Since then, supporters of abortion rights have rallied against the ruling, which would return regulation of abortion rights to state governments.

American College of Physicians

The American College of Physicians (ACP) leaders have “grave concern” that the Supreme Court ruling would “take away the constitutional right of millions of Americans to make their own decisions about their health care.”

“ACP policy firmly supports patient autonomy and ensuring access for all patients to the full range of reproductive health care services, including abortion,” ACP President Ryan D. Mire, MD, FACP, and Board of Regents Chair Sue S. Bornstein, MD, FACP, said in a written update to members.

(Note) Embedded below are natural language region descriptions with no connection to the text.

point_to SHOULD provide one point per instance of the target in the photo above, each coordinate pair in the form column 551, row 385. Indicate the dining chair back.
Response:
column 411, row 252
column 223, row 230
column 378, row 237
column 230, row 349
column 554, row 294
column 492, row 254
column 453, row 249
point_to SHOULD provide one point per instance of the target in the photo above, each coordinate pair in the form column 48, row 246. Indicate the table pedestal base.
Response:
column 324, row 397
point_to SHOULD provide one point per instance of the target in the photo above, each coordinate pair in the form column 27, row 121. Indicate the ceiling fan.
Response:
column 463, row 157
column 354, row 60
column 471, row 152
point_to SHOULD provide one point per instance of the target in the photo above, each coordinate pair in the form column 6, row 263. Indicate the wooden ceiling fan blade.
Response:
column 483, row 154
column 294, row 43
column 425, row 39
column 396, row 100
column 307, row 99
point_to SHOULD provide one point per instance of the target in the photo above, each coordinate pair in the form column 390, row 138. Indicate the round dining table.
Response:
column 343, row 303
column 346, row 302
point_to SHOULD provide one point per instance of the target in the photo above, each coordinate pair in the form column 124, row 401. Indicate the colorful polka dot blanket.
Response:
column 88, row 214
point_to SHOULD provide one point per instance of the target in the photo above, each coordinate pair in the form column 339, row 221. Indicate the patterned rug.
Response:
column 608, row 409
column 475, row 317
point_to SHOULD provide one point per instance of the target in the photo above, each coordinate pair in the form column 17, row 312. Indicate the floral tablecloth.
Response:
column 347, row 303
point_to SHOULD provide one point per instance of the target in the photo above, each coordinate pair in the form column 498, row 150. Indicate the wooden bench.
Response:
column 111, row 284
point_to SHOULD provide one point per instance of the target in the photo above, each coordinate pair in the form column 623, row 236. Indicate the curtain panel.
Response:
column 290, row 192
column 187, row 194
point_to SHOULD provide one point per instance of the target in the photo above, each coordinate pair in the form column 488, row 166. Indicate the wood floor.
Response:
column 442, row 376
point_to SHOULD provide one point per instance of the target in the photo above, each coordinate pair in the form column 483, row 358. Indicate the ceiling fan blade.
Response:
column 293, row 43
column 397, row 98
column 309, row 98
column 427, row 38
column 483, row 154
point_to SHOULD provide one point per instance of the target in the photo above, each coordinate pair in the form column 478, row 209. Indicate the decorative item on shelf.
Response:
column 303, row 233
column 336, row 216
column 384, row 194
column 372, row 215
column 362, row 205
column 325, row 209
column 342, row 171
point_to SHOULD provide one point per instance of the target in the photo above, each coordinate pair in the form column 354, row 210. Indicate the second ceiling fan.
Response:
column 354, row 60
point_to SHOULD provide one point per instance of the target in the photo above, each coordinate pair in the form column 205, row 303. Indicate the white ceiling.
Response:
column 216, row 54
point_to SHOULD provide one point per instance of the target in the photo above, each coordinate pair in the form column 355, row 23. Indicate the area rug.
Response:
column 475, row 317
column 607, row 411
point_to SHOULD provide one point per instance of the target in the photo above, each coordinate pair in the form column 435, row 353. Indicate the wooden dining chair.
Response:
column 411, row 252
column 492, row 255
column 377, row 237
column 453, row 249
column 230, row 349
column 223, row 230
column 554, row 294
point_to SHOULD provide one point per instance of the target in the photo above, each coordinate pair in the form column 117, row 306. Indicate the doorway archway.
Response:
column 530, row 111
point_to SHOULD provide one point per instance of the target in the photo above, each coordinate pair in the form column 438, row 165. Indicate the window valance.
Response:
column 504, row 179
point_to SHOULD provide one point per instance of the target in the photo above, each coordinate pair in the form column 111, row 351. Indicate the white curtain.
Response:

“A patient’s decision about whether to continue a pregnancy should be a private decision made in consultation with a physician or other health care professional, without interference from the government. We strongly oppose medically unnecessary government restrictions on any health care services. ACP continues to support the current and long-established legal framework that allows women to obtain abortions and opposes efforts that would further restrict a woman's right to privacy in medical decision making.”

American Medical Association

A U.S. Supreme Court would interfere with the doctor-patient relationship by overturning Roe v. Wade, according to the American Medical Association (AMA).

Members of the nation’s largest physicians organization are “deeply concerned by the contents and implications” of the draft opinion for the case known as Dobbs v. Jackson Women’s Health, which started in Mississippi, organization President Gerald E. Harmon, MD, said in a published statement.

“This opinion would lead to government interference in the patient-physician relationship, dangerous intrusion into the practice of medicine, and potentially criminalizing care,” Harmon said in a published statement.

American College of Obstetricians and Gynecologists

The American College of Obstetricians and Gynecologists (ACOG) leaders said they "anticipate stark changes to our framework for abortion access" in a guidance statement to its members.

ACOG President J. Martin Tucker, MD, and President-elect Iffath Abbasi Hoskins, MD, issued a joint statement about the draft decision."ACOG is aware of the reports of a draft opinion that would strike down the protections afforded by Roe and Casey," they said, referring to the shortened names of the earlier court cases. "We will continue to affirm that the ability of patients to access safe, legal abortion is critical for their health and well-being. We are deeply concerned by the current reports and will continue our ongoing work to prepare for a new dynamic when it comes to needed abortion care."

States with bans

At least 22 states have laws in place that would make them certain to attempt to ban abortion as quickly as possible, with another four likely to ban abortion, based on political composition, history, and other indicators, according to the Guttmacher Institute, a research and policy organization for sexual and reproductive health and rights.

The Guttmacher Institute said the following states would ban abortion: Alabama, Arizona, Arkansas, Georgia, Idaho, Iowa, Kentucky, Louisiana, Michigan, Mississippi, Missouri, North Dakota, Ohio, Oklahoma, South Carolina, South Dakota, Tennessee, Texas, Utah, West Virginia, Wisconsin and Wyoming. Those likely to ban abortion are Florida, Indiana, Montana and Nebraska.